Bild 5Darum hat Hendrik auch einen größeren Kutter angeschafft, um mit den westlichen Nachbarn mithalten zu können. Sein Schiff heißt „Anna3“ und kommt aus Accumersiel. Bevor er damit in See sticht, muss der Kutter aber noch auf Vordermann gebracht werden. In Neuharlingersiel wird der Kutter auf die Helling gezogen. Die alte Schiffsschraube wurde überholt und muss neu montiert werden. Außerdem bekommt das Schiff noch eine frische Farbschicht und ein neues Schild. Erst wenn der alte Kutter fit ist, kann der junge Kapitän mit seinem Vater Fritz rausfahren. Der verkauft sein eigenes altes Holzschiff nach Norddeich – nach mehr als 40 Jahren auf See.

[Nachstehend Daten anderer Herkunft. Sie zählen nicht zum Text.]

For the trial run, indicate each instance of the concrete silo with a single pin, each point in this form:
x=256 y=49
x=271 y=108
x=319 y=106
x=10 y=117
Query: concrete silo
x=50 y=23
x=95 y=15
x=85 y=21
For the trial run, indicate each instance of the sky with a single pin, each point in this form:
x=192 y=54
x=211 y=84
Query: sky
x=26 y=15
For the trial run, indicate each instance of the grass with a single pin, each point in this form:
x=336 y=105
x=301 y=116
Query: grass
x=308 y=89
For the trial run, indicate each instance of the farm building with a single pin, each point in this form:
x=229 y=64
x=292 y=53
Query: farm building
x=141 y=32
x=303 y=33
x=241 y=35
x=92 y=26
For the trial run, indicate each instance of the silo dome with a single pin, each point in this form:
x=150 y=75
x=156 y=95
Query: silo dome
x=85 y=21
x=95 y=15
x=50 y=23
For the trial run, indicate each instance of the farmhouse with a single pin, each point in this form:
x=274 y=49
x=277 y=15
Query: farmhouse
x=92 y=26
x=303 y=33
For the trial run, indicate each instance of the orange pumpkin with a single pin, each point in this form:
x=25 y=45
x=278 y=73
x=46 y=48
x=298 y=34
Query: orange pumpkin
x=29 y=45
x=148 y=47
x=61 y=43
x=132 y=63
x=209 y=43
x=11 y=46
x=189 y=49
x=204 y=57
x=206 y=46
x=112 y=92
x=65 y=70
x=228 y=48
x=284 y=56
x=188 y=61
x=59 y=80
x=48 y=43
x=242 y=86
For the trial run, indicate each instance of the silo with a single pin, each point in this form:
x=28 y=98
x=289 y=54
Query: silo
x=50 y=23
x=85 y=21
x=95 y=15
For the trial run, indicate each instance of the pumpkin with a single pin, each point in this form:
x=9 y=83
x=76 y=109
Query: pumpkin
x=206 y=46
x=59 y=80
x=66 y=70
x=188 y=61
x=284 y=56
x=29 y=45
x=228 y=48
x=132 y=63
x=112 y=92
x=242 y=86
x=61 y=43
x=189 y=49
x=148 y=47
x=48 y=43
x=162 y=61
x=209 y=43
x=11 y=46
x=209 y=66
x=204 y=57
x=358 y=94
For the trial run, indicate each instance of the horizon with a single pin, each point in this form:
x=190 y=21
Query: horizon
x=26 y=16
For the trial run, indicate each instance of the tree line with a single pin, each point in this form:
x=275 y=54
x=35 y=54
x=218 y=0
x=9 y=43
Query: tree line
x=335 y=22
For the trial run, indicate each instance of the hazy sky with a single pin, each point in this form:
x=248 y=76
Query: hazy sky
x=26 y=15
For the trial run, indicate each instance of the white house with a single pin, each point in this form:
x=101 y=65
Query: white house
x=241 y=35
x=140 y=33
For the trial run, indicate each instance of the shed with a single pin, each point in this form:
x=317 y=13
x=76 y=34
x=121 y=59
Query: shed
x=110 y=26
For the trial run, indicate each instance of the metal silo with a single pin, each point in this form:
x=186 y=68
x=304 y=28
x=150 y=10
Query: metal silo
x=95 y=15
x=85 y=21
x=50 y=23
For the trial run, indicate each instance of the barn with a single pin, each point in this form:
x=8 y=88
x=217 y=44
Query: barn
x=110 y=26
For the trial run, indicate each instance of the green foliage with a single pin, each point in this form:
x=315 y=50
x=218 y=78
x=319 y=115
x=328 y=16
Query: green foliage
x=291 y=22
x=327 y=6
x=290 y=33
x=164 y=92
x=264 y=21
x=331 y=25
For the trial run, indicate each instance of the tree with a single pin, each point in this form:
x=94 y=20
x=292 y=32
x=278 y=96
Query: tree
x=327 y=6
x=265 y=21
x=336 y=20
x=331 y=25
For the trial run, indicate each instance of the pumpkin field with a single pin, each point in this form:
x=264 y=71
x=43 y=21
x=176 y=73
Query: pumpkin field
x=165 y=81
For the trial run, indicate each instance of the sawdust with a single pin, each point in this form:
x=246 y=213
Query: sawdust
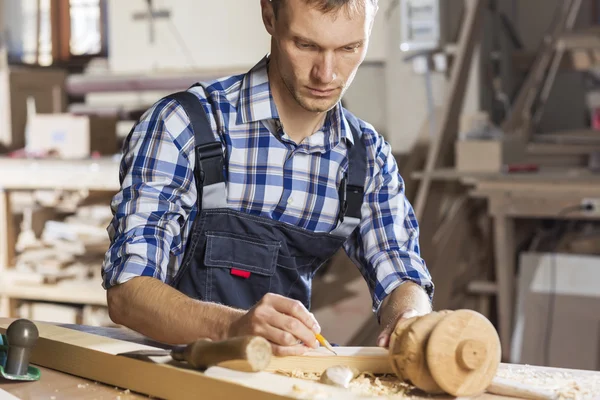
x=567 y=385
x=366 y=384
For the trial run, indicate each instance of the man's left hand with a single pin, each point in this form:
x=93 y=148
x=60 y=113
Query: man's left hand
x=406 y=301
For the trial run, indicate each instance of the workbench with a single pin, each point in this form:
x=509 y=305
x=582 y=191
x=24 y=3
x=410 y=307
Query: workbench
x=549 y=193
x=57 y=385
x=99 y=175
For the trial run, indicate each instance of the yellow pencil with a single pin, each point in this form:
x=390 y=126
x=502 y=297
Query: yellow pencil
x=325 y=343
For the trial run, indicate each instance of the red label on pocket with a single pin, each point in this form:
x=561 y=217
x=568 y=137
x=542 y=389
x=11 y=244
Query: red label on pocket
x=239 y=272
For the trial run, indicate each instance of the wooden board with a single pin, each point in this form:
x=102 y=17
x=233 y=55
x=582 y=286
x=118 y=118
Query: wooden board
x=371 y=359
x=94 y=357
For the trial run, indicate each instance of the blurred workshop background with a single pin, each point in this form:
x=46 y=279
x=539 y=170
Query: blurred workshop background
x=492 y=109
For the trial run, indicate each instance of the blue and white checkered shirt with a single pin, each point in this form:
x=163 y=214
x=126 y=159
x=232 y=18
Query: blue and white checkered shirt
x=268 y=175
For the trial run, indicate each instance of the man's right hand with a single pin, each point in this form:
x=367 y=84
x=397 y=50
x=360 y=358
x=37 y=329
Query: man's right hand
x=282 y=321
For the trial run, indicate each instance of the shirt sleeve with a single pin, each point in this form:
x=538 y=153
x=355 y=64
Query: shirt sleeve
x=155 y=198
x=385 y=247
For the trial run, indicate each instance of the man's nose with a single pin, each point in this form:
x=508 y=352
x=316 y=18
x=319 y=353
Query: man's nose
x=324 y=70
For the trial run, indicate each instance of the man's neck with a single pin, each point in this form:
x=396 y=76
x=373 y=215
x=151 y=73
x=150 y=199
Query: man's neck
x=298 y=123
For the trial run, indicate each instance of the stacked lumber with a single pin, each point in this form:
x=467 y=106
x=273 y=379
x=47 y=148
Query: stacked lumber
x=67 y=248
x=60 y=249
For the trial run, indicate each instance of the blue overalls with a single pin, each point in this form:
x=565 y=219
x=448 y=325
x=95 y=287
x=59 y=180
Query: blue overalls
x=234 y=258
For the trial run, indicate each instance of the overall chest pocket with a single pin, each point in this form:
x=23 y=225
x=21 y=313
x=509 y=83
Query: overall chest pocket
x=239 y=268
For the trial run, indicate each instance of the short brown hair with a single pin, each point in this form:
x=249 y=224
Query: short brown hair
x=322 y=5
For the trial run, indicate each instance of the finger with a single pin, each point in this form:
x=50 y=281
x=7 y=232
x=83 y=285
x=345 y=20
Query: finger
x=409 y=314
x=282 y=351
x=295 y=327
x=384 y=339
x=297 y=310
x=277 y=336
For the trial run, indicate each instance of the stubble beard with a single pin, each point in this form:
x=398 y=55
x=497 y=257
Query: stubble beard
x=311 y=106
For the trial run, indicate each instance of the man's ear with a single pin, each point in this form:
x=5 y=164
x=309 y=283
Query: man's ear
x=268 y=15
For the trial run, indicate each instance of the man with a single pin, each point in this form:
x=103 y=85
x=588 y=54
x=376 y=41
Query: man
x=232 y=198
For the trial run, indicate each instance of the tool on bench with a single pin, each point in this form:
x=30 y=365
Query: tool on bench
x=246 y=353
x=454 y=352
x=15 y=351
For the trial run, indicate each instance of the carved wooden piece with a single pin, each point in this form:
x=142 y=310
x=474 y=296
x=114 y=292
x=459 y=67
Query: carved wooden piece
x=463 y=353
x=454 y=352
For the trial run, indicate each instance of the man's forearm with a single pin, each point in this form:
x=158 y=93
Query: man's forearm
x=162 y=313
x=407 y=296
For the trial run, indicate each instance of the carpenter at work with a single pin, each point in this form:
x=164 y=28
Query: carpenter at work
x=235 y=191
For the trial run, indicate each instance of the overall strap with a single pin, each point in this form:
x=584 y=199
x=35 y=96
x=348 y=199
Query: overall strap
x=210 y=160
x=351 y=191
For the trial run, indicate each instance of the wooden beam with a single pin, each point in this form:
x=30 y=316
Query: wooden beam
x=95 y=357
x=7 y=243
x=448 y=126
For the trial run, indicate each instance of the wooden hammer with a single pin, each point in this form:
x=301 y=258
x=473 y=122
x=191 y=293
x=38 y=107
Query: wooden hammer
x=246 y=353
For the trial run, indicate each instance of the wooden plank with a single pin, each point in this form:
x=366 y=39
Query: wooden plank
x=7 y=238
x=441 y=146
x=372 y=359
x=66 y=387
x=94 y=357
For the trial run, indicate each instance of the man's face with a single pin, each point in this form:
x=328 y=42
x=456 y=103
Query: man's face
x=317 y=54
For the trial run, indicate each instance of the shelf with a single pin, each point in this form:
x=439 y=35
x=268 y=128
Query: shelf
x=64 y=292
x=32 y=174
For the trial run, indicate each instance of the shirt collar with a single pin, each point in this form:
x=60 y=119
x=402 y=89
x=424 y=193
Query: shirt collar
x=256 y=104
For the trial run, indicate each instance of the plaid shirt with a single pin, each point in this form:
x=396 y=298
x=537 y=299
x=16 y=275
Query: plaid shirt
x=268 y=175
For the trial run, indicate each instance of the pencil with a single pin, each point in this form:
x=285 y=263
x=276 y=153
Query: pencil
x=325 y=343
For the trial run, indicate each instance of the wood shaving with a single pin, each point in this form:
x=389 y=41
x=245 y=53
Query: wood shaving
x=366 y=384
x=567 y=385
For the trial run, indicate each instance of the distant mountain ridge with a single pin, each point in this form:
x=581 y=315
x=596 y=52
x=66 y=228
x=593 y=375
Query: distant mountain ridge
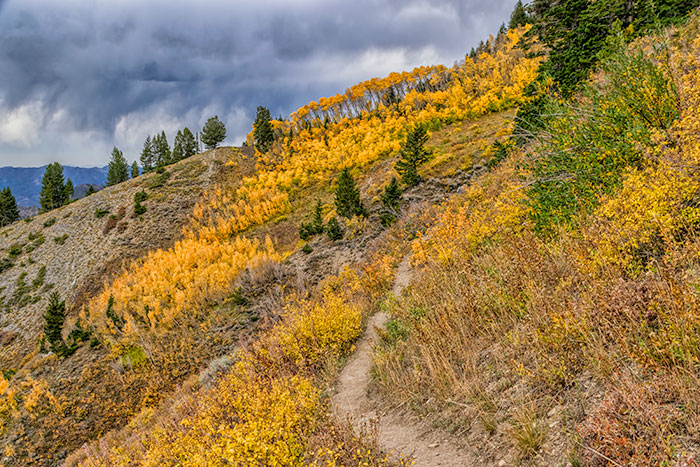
x=25 y=182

Bild 6Früher wurden fast alle Kutter auf der Bültjer-Werft in Ditzum gebaut. Mehr als 200 Stück. Der letzte Holzkutter wurde hier allerdings im Jahre 1990 ausgeliefert. Heute sind an der Küste fast nur noch Eisenschiffe im Einsatz. Einige alte Holzkutter wurden für die Touristen zu Ausstellungszwecken aufgearbeitet und liegen nur als Fotomotive in den Häfen. Außerdem machen die Fischer damit Werbung für ihren Beruf und nehmen Jugendgruppen und Schulklassen mit. In Neuharlingersiel kümmern sich Hafenmeister Manfred Göken und Fritz Dirks um die „Lulu Meinders“ – ein Holzkutter, der ebenfalls in Ditzum gebaut wurde.

Bild 7Während Hendrik in den Startlöchern für die erste Fangfahrt als hauptamtlicher Kapitän sitzt, kann Kumpel Thilo nur zugucken. Sein Kutter liegt noch in Büsum – noch hat er nicht alle notwendigen Papiere zusammen. Doch die Zeit drängt, damit er die guten Fangzeiten im Sommer und Herbst noch mitnehmen kann. Acht Jahre lang war er Decksmann bei seinem Stiefvater auf der „Polaris“. Doch dieser Kutter war ihm zu klein – Thilo möchte wie die Holländer auch außerhalb des flachen Wattenmeeres auf Krabbenfang gehen. Und dann ist der große Tag gekommen. Die „Anna Catharina“ ist fertig restauriert und fangbereit – das Schiff muss jetzt nur noch nach Ostfriesland überführt werden. Beim Einlaufen in den Hafen von Neuharlingersiel bereiten ihm einige andere Fischer, die Seenotretter und natürlich Kumpel Hendrik einen unvergesslichen Empfang. Die Krabbenfischerei in Neuharlingersiel hat wieder eine Zukunft.

Für die Dokumentation aus der Reihe „Unsere Geschichte“ haben wir im Sommer die beiden Jung-Fischer Thilo Reich und Hendrik Dirks mit der Kamera begleitet und historisches Filmmaterial aus dem NDR-Archiv verwendet.